The most important thing now is to talk to those around you. You will all have different needs and ideas about how time and space should be divided up. You need to:
· Be clear about what the essentials are
· Work out what is achievable
· Think about the things you can compromise on – not give in, but compromise. Compromise means each of you getting some of what you want.

The essentials are not what you would like, they are what you need. If you are working from home then a flat work space and access to a phone or computer and quiet time might be essential, however if you also have children at home then that might not be achievable for the whole day. Talk through what is achievable. It might be that work has to be done at different times if that’s possible. An hour before the kids get up, a couple of hours when they are doing schooling at home, an hour whist they exercise outside. It’s all a matter of deciding what’s essential and how that is going to be achieved and not necessarily in the way it was done before. Be flexible, and be creative with time and space.

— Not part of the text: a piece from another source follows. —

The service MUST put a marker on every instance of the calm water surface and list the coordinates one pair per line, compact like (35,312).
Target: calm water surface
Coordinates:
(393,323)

You will not be able to just continue in the way things were before, there has to be change and compromise. The changes have happened for all of us so we all need to look at how we do things differently. Change does not have to mean something bad or difficult, it can also mean that we have the opportunity to bring things into our lives that we have wanted, like spending more time with the children, doing more in the garden, taking up new interests. The internet offers opportunities to explore and expand ourselves whilst still being at home. Being restricted to our homes does not mean we cannot travel and develop new friends or new interests. We just have to think about how we do that differently.

The current situation will change and the most important thing to hold on to whilst we go through these stressful and strange times is that we need to breathe, smile and laugh. Laughter can relieve tension and helps us to feel good about ourselves.